Cabe suponer que tal nicho grupo de jugadores estén hoy de enhorabuena. Esta misma tarde, hace escasos minutos, ha tenido lugar el evento de presentación del modo multijugador de Call of Duty: Black Ops Cold War (la que, cronológicamente, se correspondería con el lanzamiento la quinta entrega numerada de la subsaga de Treyarch, pero que actúa a modo de secuela directa del primer Black Ops). Y si bien en los paladares de muchos todavía puede encontrarse un amargor completamente justificado por los cuestionables movimientos de marketing del juego y por las pavorosas condiciones de trabajo bajo las que la obra se ha desarrollado – las cuales quedaron expuestas públicamente pocos días después de su anuncio oficial -, lo cierto es que lo mostrado da opciones a un futurible puñetazo sobre la mesa por parte de la desarrolladora, y deja poco margen de dudas sobre su terreno jugable.

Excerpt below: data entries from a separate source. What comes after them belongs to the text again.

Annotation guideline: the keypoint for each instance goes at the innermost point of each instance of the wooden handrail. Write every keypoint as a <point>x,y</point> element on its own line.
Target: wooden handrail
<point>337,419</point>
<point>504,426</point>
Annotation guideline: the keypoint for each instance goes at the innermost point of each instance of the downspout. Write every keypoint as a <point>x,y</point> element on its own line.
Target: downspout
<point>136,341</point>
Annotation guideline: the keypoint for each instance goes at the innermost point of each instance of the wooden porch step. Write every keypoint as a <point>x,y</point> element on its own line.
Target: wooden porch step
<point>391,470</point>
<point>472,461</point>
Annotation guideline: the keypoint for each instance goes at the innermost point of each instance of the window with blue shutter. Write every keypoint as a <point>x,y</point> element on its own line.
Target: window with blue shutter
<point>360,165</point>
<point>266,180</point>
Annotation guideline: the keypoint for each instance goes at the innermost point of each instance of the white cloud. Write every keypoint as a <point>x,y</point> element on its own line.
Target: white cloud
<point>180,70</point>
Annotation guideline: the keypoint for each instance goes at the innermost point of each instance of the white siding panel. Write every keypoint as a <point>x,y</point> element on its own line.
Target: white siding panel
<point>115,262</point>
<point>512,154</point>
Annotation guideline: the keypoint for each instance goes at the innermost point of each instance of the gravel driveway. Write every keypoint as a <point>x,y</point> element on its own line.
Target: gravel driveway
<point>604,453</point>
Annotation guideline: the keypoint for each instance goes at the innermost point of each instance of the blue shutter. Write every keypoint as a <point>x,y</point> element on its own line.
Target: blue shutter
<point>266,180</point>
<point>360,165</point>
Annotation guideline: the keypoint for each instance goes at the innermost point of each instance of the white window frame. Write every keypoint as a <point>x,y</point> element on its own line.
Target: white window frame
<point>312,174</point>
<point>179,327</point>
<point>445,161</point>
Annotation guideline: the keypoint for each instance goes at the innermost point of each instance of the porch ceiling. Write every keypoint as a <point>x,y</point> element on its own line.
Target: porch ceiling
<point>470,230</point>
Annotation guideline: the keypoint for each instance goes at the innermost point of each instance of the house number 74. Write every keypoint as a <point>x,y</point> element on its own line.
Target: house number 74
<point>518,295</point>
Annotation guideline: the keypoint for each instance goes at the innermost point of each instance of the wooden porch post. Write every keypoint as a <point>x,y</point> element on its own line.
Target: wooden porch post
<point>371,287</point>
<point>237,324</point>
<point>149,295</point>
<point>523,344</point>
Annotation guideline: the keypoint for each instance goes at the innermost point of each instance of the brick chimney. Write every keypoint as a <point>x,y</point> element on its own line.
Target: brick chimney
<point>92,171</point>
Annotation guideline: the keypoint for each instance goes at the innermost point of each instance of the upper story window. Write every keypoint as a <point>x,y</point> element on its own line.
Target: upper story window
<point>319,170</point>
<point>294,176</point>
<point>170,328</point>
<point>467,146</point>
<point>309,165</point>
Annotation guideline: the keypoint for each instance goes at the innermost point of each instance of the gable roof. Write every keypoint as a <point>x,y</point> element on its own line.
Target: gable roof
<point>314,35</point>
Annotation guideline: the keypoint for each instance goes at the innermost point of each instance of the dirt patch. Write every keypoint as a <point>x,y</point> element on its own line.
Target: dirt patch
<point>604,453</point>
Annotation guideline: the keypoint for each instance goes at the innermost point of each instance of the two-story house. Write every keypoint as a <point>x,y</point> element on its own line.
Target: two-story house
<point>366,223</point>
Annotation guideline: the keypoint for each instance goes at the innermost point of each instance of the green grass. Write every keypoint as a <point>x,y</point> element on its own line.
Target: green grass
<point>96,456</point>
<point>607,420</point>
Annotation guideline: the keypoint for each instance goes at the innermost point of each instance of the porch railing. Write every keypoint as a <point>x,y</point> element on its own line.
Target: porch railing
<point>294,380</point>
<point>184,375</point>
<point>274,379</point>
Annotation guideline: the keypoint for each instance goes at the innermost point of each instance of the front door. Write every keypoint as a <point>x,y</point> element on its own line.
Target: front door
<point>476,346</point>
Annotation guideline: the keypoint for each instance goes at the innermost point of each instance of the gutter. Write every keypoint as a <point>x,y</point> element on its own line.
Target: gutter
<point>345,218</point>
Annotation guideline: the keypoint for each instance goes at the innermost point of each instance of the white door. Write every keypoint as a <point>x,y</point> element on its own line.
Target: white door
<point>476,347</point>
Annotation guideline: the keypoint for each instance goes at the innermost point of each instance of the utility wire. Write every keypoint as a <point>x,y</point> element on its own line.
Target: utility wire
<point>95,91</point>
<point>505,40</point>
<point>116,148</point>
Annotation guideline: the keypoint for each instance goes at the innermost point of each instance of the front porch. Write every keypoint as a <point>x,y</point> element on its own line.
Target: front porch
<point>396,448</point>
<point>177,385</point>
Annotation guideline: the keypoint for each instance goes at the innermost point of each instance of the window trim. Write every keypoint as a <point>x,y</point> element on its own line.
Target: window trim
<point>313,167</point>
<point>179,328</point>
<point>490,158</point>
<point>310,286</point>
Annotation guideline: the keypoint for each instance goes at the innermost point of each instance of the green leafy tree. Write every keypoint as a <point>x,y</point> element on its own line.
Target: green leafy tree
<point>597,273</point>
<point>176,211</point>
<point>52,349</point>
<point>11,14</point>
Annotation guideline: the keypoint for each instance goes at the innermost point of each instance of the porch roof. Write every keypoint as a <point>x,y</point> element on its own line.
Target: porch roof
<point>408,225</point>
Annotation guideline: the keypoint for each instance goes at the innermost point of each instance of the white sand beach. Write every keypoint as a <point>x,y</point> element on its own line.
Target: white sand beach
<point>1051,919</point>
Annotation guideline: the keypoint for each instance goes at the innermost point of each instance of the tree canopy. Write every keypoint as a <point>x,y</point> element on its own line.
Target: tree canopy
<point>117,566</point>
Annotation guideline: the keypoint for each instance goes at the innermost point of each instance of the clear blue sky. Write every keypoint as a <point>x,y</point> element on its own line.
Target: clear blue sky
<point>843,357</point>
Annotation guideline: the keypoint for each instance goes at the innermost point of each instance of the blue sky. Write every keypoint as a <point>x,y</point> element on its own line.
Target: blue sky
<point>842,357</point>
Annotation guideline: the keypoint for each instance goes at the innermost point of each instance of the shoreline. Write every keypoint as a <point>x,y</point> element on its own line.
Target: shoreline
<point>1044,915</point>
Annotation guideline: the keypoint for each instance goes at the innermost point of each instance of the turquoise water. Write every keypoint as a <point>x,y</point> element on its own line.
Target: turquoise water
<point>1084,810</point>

Okay, se desarrolla en una época anterior, hay vehículos, y mapas de escala considerable (algo que, considero, nada en contra de la corriente que marcó su predecesor). Pero su paleta de colores, su arsenal, sus wildcards, su arquitectura y sus rachas de bajas lo indican a gritos: es puro Black Ops II.O intenta serlo al menos, aderezado con agradecidas reminiscencias al primer Black Ops. No obstante, el gameplay mostrado siembra innumerables incógnitas de otra tónica que en algún momento habrá que cosechar.

En la vorágine del mainstream en la que nos hayamos inmersos, donde de una semana a otra el fenómeno absoluto de Fall Guys deja paso a un extremadamente humilde Among Us que ha acabado gozando durante escasos días del privilegio de ser el rey de Twitch, ¿es demasiado tarde para Call of Duty? Personalmente, pienso que por más esfuerzos que se hagan en devolver el nombre a su monopólica posición, la industria ha llegado a unos límites en los que resulta francamente difícil mantener una base de jugadores durante un tiempo considerable. El ya citado Fortnite tuvo que optar por la narrativa ambiental y por las inclusiones de contenido semanales para fidelizar y mantener a su audiencia (algo al alcance de pocos estudios), y, aun así, su esquema jugable ha terminado tan quemado que, aunque muchos son los que aún lo disfrutan, pocos son los que a día de hoy hablan de él e inundan las redes de clips como antaño; no hablemos de viralidades como la de Apex Legends (Respawn Entertainment, 2019). Por ello, en unas vías de desarrollo correctamente edificadas por Modern Warfare (Infinity Ward, 2019) y Warzone (Infinity Ward y Raven Software, 2019), pienso que puede que Call of Duty vuelva a ganar el brillo de antaño, pero jamás volverá a ser la fiebre que era.